The <space> part is a way of nominating which pair of dimensions the sf object applies to (common default is x/y). So, nothing to help you but I appreciate you expanding on this - I'm thinking about it!
@edzer and I did discuss this at some point, I'll see if we did that online or by email.
Yes, it might be that apply is not what I actually need. Sorry, I should have provided an example use-case from the start.
It might be more appropriate to move this to a stars issue instead?
Well, depending on the use case of course, but stars is in any case full with apply potential (and have a look at stars::st_apply first)
I cannot see how to use st_apply in this case, as far as I understand that works only on stars dimensions. It looks to me that the apply (or similar) here needs to be done on the sf object, and the stars passed as argument.

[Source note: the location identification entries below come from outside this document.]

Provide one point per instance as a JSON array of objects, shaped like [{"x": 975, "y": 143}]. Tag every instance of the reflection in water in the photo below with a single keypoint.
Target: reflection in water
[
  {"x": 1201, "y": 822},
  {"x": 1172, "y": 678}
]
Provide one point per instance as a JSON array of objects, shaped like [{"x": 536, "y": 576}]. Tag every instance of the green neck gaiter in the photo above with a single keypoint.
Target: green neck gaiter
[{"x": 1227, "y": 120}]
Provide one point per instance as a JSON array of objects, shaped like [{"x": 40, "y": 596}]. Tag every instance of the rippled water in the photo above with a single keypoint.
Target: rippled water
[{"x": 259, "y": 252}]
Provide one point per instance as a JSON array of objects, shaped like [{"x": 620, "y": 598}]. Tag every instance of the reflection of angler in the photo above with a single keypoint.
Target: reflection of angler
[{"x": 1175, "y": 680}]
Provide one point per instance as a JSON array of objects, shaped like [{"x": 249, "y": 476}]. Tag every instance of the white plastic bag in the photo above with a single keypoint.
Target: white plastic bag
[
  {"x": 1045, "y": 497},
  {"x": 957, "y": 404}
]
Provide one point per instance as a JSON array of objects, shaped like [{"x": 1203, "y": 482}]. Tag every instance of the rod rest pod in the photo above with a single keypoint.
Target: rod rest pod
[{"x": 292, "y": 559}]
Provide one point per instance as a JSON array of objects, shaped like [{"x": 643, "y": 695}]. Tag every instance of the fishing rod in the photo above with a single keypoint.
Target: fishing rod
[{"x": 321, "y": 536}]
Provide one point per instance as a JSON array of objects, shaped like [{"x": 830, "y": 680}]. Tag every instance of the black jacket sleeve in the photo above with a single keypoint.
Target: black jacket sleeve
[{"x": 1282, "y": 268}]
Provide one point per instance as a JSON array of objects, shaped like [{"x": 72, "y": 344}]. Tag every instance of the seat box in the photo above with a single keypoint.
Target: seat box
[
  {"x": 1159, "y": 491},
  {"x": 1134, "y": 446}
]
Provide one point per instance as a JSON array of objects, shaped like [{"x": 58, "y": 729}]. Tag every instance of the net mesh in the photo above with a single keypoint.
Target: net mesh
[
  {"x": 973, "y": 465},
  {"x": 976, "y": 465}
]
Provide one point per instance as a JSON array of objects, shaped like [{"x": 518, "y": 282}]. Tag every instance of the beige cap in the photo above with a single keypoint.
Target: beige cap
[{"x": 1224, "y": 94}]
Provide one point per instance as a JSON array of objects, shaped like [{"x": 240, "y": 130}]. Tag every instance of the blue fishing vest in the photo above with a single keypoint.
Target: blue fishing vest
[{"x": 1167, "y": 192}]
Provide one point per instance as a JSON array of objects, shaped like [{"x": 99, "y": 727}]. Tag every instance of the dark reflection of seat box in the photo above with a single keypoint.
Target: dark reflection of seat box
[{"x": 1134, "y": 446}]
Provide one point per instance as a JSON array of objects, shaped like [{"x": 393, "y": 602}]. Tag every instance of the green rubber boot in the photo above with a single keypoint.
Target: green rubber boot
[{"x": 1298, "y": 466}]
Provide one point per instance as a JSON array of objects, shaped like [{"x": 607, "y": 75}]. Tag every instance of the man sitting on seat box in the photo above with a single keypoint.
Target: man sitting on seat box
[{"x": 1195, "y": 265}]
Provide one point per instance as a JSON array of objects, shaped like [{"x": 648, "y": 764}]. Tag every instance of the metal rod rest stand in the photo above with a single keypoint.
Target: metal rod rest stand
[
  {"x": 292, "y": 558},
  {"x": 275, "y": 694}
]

In short, I need one way to combine one stars object with a multi-feature sf object, while keeping the information of each feature.
I've been using split and map but I feel it's not very efficient.
Do you want to simply group them, or summarize them as well by feature?
Also summarize, see the example above.
In general, I would like to be able to apply a function to each row of the sf object, as if I was doing split and map, but without the overhead this implies (or at least I think it does).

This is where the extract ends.